“We support any form of dialogue and cooperation with OPEC member states including Saudi Arabia,” Zangeneh told reporters.
He said some Persian Gulf countries have announced that they are looking for trying to make economic benefits for themselves by helping to push down oil prices. “But what they want to achieve is not at all for economic gains,” said Zangeneh.
“If there were a strong political will, the price of oil would have been balanced within one single week,” IRNA quoted him as saying.
The Iranian oil minister had in early January emphasized that the current oil prices harm all producers and certain countries’ insistence on overproduction is politically motivated.
“None of the oil producers is happy with the existing prices which will harm suppliers in the long term,” he has emphasized.
According to the Iranian minister, “there is a political will behind OPEC indecision over production ceiling in the organization.”
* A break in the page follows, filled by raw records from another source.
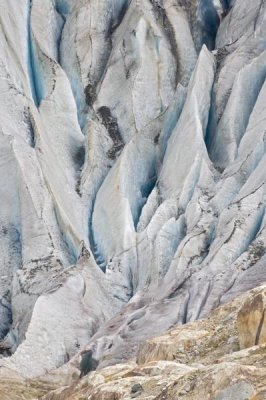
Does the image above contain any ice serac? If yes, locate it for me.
[0,0,266,377]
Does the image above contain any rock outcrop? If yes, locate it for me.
[0,0,266,384]
[0,286,266,400]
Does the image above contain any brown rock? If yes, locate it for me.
[237,291,266,349]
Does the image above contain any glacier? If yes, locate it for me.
[0,0,266,378]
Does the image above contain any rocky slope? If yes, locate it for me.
[0,286,266,400]
[0,0,266,390]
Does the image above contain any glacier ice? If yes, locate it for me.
[0,0,266,377]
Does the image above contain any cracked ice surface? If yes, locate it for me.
[0,0,266,377]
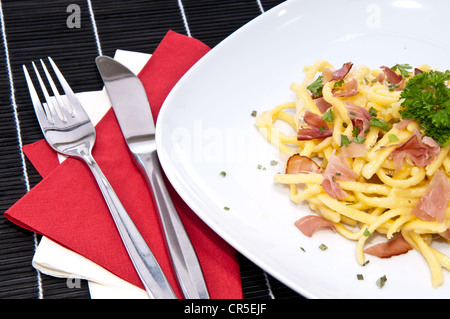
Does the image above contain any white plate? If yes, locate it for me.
[156,0,450,298]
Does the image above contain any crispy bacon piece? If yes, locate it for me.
[333,79,359,97]
[364,236,412,258]
[414,68,423,75]
[390,129,441,170]
[294,215,336,237]
[322,154,358,199]
[412,170,450,223]
[380,66,403,84]
[286,154,322,174]
[331,62,353,81]
[297,111,333,141]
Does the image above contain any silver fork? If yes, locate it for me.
[23,57,176,299]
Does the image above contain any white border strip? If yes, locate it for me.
[256,0,264,13]
[0,0,43,299]
[178,0,192,37]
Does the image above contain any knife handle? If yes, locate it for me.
[83,154,177,299]
[135,150,209,299]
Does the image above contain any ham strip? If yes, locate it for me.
[314,96,331,114]
[390,129,441,170]
[364,236,412,258]
[333,79,359,97]
[412,170,450,223]
[297,111,333,141]
[286,154,322,174]
[345,102,372,137]
[294,215,336,237]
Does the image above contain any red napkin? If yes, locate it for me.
[5,31,242,299]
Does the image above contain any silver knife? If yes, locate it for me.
[96,56,209,299]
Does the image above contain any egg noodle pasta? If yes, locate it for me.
[256,60,450,288]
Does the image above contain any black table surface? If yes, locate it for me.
[0,0,302,299]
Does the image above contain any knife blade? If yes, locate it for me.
[96,56,209,299]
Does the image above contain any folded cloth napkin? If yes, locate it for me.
[5,31,242,298]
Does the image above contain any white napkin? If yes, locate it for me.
[32,50,150,299]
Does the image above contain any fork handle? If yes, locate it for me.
[134,150,209,299]
[83,154,177,299]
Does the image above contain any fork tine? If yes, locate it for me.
[31,62,59,124]
[40,59,71,122]
[48,57,84,115]
[22,65,54,125]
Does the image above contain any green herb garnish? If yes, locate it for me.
[306,75,323,97]
[399,70,450,146]
[388,134,399,143]
[322,109,336,122]
[377,275,387,288]
[369,117,389,131]
[391,63,412,78]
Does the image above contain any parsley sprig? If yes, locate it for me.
[400,70,450,146]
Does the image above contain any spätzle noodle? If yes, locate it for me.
[256,60,450,287]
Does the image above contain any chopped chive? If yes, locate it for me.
[377,275,387,289]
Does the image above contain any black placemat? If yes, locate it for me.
[0,0,301,299]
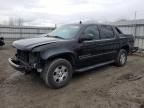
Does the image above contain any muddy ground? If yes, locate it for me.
[0,41,144,108]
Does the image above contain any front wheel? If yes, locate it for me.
[116,49,127,66]
[42,59,73,88]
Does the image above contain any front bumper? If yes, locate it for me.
[8,58,33,72]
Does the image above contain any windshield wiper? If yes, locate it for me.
[46,35,64,39]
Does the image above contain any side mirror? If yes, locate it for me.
[80,34,94,42]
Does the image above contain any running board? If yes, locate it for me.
[75,60,115,72]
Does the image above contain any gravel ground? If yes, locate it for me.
[0,43,144,108]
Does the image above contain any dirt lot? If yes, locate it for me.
[0,41,144,108]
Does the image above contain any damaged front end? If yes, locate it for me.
[8,50,43,73]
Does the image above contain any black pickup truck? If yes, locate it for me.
[9,24,134,88]
[0,37,5,46]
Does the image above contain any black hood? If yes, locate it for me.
[12,37,61,50]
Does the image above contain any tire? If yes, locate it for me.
[41,59,73,89]
[115,49,127,67]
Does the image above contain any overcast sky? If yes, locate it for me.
[0,0,144,26]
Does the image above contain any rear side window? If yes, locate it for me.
[84,25,99,39]
[100,25,114,39]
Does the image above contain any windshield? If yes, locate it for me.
[46,25,80,39]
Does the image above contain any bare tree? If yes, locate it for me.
[8,18,15,26]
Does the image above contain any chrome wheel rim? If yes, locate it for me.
[120,53,126,64]
[53,65,68,83]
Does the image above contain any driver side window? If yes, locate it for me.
[84,25,99,40]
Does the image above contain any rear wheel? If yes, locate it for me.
[116,49,127,66]
[42,59,73,88]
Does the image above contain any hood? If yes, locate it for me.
[12,37,61,50]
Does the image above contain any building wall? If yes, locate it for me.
[0,26,55,38]
[117,24,144,50]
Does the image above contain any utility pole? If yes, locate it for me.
[134,11,137,38]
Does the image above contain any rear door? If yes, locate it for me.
[99,25,119,61]
[79,25,103,67]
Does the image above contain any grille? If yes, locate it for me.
[17,50,29,63]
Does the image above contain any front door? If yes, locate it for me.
[99,25,119,61]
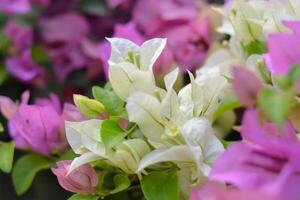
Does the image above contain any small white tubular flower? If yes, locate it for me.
[108,38,167,101]
[126,92,164,148]
[109,62,155,101]
[65,119,105,155]
[181,117,224,176]
[178,67,228,118]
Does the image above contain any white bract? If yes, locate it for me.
[66,38,228,198]
[108,38,166,101]
[218,0,300,45]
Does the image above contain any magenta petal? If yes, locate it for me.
[190,182,280,200]
[283,21,300,34]
[0,96,19,120]
[40,13,89,43]
[209,142,275,189]
[5,50,42,83]
[51,160,98,194]
[5,20,33,51]
[0,0,31,14]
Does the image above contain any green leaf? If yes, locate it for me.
[110,174,130,194]
[244,40,267,56]
[101,119,128,148]
[74,94,104,117]
[92,84,124,115]
[0,142,15,173]
[12,154,52,195]
[258,88,295,125]
[31,45,50,64]
[141,170,179,200]
[212,93,241,122]
[68,194,99,200]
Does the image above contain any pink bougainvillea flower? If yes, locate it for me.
[8,92,60,155]
[0,91,84,155]
[190,182,280,200]
[30,0,51,7]
[209,110,300,200]
[5,49,43,83]
[5,20,33,51]
[51,160,98,195]
[264,21,300,75]
[0,0,31,14]
[106,0,133,10]
[158,18,211,72]
[232,67,262,107]
[133,0,197,37]
[39,13,89,81]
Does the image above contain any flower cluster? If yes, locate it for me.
[0,0,300,200]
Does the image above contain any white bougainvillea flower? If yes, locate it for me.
[138,117,224,196]
[218,0,300,44]
[108,38,167,100]
[66,119,150,174]
[178,67,228,118]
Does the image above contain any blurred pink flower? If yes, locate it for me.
[133,0,197,37]
[264,21,300,75]
[39,13,89,81]
[0,91,84,155]
[0,0,31,15]
[30,0,51,7]
[5,49,43,83]
[51,160,98,194]
[158,17,211,72]
[190,182,280,200]
[5,20,33,51]
[209,110,300,200]
[106,0,133,10]
[232,67,262,107]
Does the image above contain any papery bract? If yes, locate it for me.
[265,21,300,75]
[51,160,98,194]
[232,67,262,107]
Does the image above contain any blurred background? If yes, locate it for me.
[0,0,223,200]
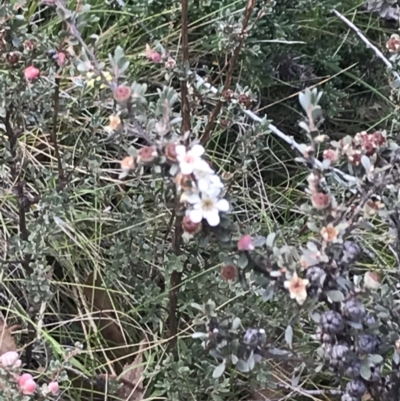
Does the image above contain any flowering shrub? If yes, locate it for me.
[0,0,400,401]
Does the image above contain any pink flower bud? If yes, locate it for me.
[18,373,36,395]
[114,85,132,103]
[238,235,255,251]
[24,65,40,81]
[0,351,21,368]
[57,52,67,67]
[311,192,331,210]
[47,382,60,394]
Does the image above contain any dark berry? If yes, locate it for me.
[316,327,334,343]
[358,334,381,354]
[343,298,365,322]
[330,344,349,369]
[320,311,344,334]
[346,379,367,397]
[341,393,359,401]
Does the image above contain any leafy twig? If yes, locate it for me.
[332,10,400,82]
[200,0,255,145]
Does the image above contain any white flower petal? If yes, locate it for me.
[189,145,204,157]
[186,193,201,205]
[175,145,186,157]
[189,209,203,223]
[197,178,208,192]
[179,162,193,175]
[217,199,229,212]
[203,209,220,227]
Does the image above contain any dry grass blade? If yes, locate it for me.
[84,273,129,373]
[118,340,147,401]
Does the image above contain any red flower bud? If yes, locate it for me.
[311,192,331,210]
[24,65,40,81]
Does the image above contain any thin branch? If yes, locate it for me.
[51,78,65,188]
[169,0,191,347]
[333,10,400,82]
[200,0,256,145]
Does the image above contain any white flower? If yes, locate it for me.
[186,193,229,227]
[283,272,310,305]
[175,145,207,175]
[193,170,224,197]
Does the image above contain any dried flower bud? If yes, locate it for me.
[18,373,36,395]
[358,334,381,354]
[321,224,339,242]
[182,216,201,235]
[138,146,158,163]
[164,143,177,163]
[47,381,60,395]
[238,235,255,251]
[6,52,19,65]
[311,192,331,210]
[320,310,344,334]
[24,65,40,81]
[174,174,196,192]
[330,344,350,368]
[121,156,135,171]
[343,298,365,322]
[146,44,162,63]
[386,33,400,53]
[221,265,237,281]
[114,85,132,103]
[24,39,36,51]
[364,271,382,290]
[323,149,339,165]
[341,241,361,264]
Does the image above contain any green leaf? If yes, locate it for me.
[213,363,225,379]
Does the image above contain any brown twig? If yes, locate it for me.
[200,0,255,145]
[51,77,65,189]
[169,0,190,347]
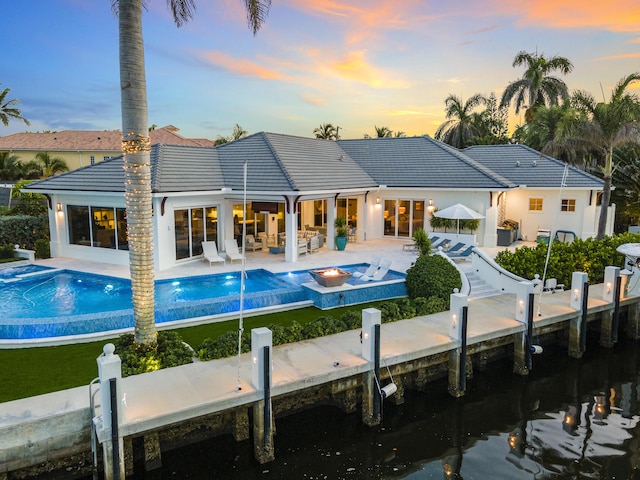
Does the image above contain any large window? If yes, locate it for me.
[529,198,542,212]
[560,198,576,212]
[384,200,424,237]
[173,207,218,260]
[67,205,129,250]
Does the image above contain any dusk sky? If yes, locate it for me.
[5,0,640,140]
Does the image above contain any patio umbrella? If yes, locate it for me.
[433,203,484,235]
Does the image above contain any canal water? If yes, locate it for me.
[129,335,640,480]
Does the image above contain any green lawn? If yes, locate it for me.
[0,302,381,402]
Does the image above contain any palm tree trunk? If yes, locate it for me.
[596,150,613,240]
[118,0,157,345]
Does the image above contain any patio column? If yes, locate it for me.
[482,205,498,248]
[325,197,336,250]
[284,197,298,263]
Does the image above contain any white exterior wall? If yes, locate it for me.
[367,189,497,246]
[505,189,599,241]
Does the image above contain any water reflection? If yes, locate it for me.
[121,344,640,480]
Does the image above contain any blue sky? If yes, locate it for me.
[5,0,640,139]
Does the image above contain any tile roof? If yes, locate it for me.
[463,145,603,189]
[0,125,213,152]
[337,137,515,189]
[216,132,377,192]
[27,133,602,195]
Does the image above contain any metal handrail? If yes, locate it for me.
[89,377,100,480]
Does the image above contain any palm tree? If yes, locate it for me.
[0,152,22,180]
[522,101,584,163]
[435,93,487,148]
[213,123,248,146]
[313,123,338,140]
[565,72,640,240]
[36,152,69,178]
[373,125,393,138]
[0,84,31,127]
[112,0,270,345]
[500,51,573,123]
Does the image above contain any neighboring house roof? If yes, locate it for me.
[337,137,517,189]
[462,145,603,190]
[216,132,378,192]
[0,125,213,152]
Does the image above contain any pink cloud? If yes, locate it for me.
[202,51,285,80]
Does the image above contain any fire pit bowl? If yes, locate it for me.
[309,268,351,287]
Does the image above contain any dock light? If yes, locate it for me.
[380,383,398,398]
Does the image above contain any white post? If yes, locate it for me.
[96,343,125,479]
[516,282,535,325]
[570,272,589,310]
[602,266,620,303]
[251,327,273,390]
[449,292,469,345]
[362,308,382,362]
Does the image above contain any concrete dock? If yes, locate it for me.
[0,276,640,480]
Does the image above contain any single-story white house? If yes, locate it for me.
[26,133,615,270]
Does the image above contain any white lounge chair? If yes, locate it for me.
[224,238,242,263]
[202,241,227,266]
[353,256,380,278]
[360,260,391,282]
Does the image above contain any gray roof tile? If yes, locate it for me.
[463,145,603,189]
[337,137,514,189]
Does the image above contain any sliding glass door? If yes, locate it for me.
[174,207,218,260]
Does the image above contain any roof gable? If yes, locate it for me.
[337,137,514,189]
[463,144,603,189]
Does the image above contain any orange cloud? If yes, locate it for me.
[331,50,407,88]
[493,0,640,32]
[202,51,285,80]
[285,0,440,45]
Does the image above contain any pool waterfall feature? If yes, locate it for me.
[0,264,406,345]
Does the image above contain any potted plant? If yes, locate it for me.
[333,217,349,250]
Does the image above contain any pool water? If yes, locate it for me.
[0,264,404,340]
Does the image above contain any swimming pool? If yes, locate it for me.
[0,264,404,340]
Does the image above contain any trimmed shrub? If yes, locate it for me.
[34,238,51,258]
[406,255,462,305]
[0,215,49,250]
[0,245,16,259]
[495,233,640,285]
[113,331,193,377]
[196,330,251,360]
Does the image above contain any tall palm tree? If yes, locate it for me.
[565,72,640,239]
[36,152,69,178]
[373,125,393,138]
[313,123,338,140]
[435,93,487,148]
[0,152,22,180]
[0,84,31,127]
[500,51,573,123]
[522,101,584,163]
[112,0,271,345]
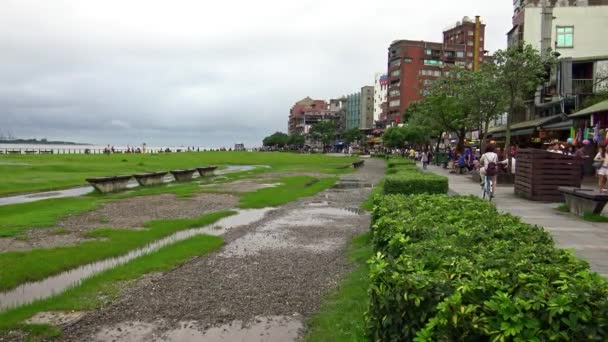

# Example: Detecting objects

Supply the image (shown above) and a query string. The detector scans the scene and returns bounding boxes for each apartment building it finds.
[374,72,388,122]
[386,17,485,124]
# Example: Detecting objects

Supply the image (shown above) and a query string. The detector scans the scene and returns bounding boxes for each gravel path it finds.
[55,159,384,341]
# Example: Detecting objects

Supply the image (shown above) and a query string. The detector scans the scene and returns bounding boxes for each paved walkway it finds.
[422,166,608,277]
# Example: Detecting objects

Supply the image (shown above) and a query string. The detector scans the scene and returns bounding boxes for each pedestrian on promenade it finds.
[593,146,608,192]
[420,151,429,170]
[479,144,498,194]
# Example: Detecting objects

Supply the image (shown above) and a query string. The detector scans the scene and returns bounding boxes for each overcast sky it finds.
[0,0,512,147]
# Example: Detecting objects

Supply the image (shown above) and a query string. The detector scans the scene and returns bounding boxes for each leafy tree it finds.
[464,63,507,153]
[310,120,336,151]
[287,134,306,148]
[262,132,289,147]
[411,68,476,152]
[382,126,406,149]
[344,128,365,145]
[494,44,555,163]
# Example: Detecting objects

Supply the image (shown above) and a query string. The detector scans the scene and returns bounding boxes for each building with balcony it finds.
[386,17,486,124]
[374,72,388,122]
[507,0,608,120]
[346,92,361,131]
[359,86,374,130]
[287,97,329,135]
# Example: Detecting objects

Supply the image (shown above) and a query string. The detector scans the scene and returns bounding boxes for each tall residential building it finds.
[359,86,374,129]
[374,73,388,122]
[346,92,361,130]
[507,0,608,101]
[287,97,331,135]
[386,17,485,123]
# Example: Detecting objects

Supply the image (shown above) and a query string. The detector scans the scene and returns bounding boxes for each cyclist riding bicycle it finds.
[479,144,498,194]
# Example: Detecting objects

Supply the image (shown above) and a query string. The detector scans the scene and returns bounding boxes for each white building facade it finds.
[374,72,388,122]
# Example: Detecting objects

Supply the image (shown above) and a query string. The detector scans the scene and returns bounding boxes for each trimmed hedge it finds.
[384,170,448,195]
[367,195,608,342]
[386,158,416,169]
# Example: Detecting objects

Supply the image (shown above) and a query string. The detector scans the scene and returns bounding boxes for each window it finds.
[556,26,574,48]
[424,59,443,66]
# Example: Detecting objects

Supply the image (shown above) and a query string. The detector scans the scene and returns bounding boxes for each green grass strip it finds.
[0,235,223,339]
[0,211,236,290]
[306,233,372,342]
[240,176,338,208]
[0,152,356,196]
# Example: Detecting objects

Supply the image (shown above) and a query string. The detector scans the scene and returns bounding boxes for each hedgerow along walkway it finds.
[429,166,608,277]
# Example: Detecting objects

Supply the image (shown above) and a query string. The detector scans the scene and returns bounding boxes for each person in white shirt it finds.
[593,146,608,192]
[479,144,498,193]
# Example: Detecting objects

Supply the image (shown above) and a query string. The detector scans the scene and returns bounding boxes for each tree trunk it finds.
[480,120,490,154]
[505,99,515,174]
[456,127,467,153]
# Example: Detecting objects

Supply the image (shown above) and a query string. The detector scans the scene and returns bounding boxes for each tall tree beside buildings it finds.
[494,44,555,163]
[344,128,365,145]
[411,68,479,152]
[310,120,336,151]
[287,134,306,148]
[464,63,507,153]
[262,132,289,147]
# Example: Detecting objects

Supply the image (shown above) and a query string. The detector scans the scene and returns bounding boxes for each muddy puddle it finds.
[0,165,270,206]
[220,206,359,257]
[93,316,304,342]
[331,179,374,190]
[0,208,272,312]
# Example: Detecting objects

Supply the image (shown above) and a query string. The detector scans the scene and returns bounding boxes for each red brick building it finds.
[383,17,485,123]
[287,97,329,135]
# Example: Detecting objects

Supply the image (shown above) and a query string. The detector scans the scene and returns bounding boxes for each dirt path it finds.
[57,160,384,341]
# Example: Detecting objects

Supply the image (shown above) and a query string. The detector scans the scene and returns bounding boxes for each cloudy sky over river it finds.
[0,0,512,146]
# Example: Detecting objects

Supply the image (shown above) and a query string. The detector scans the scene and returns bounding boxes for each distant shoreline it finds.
[0,139,91,145]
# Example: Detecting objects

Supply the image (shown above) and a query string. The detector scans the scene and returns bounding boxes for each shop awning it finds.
[492,128,534,138]
[569,100,608,118]
[488,115,562,137]
[543,120,574,131]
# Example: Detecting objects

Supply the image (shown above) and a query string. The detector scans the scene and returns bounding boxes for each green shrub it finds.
[367,195,608,342]
[386,158,416,169]
[386,164,419,175]
[384,170,448,195]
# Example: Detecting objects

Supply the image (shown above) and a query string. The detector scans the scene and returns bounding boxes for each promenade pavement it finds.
[422,165,608,277]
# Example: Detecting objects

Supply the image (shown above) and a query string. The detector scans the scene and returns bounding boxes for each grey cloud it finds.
[0,0,511,146]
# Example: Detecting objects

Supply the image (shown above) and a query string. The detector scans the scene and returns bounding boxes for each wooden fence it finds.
[515,149,582,202]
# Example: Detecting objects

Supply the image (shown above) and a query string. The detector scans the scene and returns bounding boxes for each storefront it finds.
[488,115,564,148]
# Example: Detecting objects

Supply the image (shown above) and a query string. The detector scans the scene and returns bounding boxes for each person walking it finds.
[479,144,498,194]
[420,151,429,170]
[593,146,608,192]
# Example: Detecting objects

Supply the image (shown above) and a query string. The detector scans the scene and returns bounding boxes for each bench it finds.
[353,160,365,169]
[196,166,217,177]
[86,175,132,194]
[133,171,169,186]
[169,169,196,182]
[558,186,608,216]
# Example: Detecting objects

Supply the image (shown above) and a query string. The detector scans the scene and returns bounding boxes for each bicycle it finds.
[481,176,494,202]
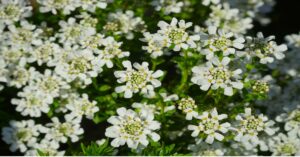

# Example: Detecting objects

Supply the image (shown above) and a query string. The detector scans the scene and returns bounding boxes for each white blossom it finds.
[178,97,198,120]
[66,94,99,119]
[141,32,168,58]
[234,108,276,150]
[268,133,300,156]
[96,37,130,68]
[43,116,84,146]
[57,17,96,45]
[192,57,243,96]
[104,10,145,40]
[114,61,163,98]
[157,18,200,51]
[188,108,230,144]
[2,120,40,152]
[245,32,287,64]
[25,139,65,156]
[105,107,160,149]
[201,26,245,60]
[79,0,107,12]
[11,86,53,117]
[37,0,78,15]
[151,0,184,15]
[202,0,221,6]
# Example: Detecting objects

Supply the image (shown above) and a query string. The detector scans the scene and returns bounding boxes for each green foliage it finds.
[78,140,115,156]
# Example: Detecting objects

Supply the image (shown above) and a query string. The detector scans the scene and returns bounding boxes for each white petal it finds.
[224,87,233,96]
[205,135,214,144]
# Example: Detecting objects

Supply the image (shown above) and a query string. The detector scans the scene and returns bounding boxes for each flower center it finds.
[129,71,147,88]
[0,4,21,19]
[252,81,269,94]
[122,120,143,136]
[69,58,91,74]
[212,37,230,50]
[16,129,31,141]
[41,77,58,92]
[293,111,300,122]
[168,28,186,42]
[279,143,296,155]
[202,119,219,131]
[243,116,263,132]
[210,67,230,82]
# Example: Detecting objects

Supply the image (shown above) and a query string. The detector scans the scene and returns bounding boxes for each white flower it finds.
[188,140,226,156]
[234,108,276,150]
[131,102,160,114]
[141,32,168,58]
[104,10,145,40]
[188,108,230,144]
[285,32,300,49]
[66,94,99,119]
[6,21,42,50]
[105,107,160,149]
[178,97,198,120]
[268,133,300,156]
[56,17,96,45]
[25,139,65,156]
[157,18,200,51]
[30,69,70,99]
[0,46,28,66]
[114,61,163,98]
[37,0,78,15]
[2,120,40,152]
[201,26,245,60]
[192,57,243,96]
[96,37,130,68]
[79,33,104,53]
[55,49,102,85]
[151,0,184,15]
[205,3,253,35]
[160,93,179,102]
[79,0,107,12]
[11,86,53,117]
[276,108,300,137]
[27,41,61,66]
[202,0,220,6]
[245,32,287,64]
[0,0,32,25]
[43,116,84,146]
[8,66,39,88]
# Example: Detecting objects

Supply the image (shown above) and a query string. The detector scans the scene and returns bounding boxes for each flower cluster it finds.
[0,0,300,156]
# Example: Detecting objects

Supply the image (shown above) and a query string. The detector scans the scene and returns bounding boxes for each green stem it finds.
[177,51,189,92]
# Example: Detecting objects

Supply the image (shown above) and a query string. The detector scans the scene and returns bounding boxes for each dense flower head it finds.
[105,107,160,149]
[235,108,276,149]
[201,26,245,60]
[2,120,40,152]
[192,57,243,96]
[245,32,287,64]
[157,18,200,51]
[188,108,230,144]
[114,61,163,98]
[0,0,300,156]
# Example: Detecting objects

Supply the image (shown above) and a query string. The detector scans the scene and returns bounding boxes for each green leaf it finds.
[80,140,115,156]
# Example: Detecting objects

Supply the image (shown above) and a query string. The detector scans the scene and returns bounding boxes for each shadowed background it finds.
[0,0,300,155]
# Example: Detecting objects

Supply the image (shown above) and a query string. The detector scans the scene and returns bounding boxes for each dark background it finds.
[0,0,300,155]
[254,0,300,42]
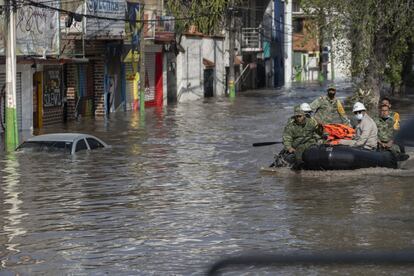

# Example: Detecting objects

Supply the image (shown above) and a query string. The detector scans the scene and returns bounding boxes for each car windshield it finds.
[18,141,72,153]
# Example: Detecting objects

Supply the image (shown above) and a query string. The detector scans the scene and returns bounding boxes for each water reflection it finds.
[0,153,27,252]
[0,87,414,275]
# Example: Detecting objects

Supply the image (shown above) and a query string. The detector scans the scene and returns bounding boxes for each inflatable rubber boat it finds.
[302,145,399,170]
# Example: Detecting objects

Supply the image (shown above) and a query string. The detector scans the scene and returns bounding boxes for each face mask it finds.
[355,113,364,120]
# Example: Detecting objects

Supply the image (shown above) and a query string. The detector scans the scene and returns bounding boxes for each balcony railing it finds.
[144,13,175,41]
[241,28,263,52]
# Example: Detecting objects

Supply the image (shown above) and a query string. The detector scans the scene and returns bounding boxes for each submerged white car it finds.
[16,133,109,154]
OPEC has been producing nearly a million more barrels of oil each day than its 30 million bpd ceiling for the past 16 months.
The organization approved a Saudi plan to scrap allocating fixed production quotas to member countries in its December 2011 meeting and introduced output ceiling of 30 million barrels per day (bpd) which does not specify quotas.
Zangeneh has described the decision a “historic mistake”, saying “making up for this big mistake and reviving the quota system in OPEC is a very hard task.”
Because of overproduction chiefly by Saudi Arabia and non-OPEC producers, there is currently up to 2.5 million bpd of excess oil in the market which has caused crude prices to lose around 60% of their value since mid-2014.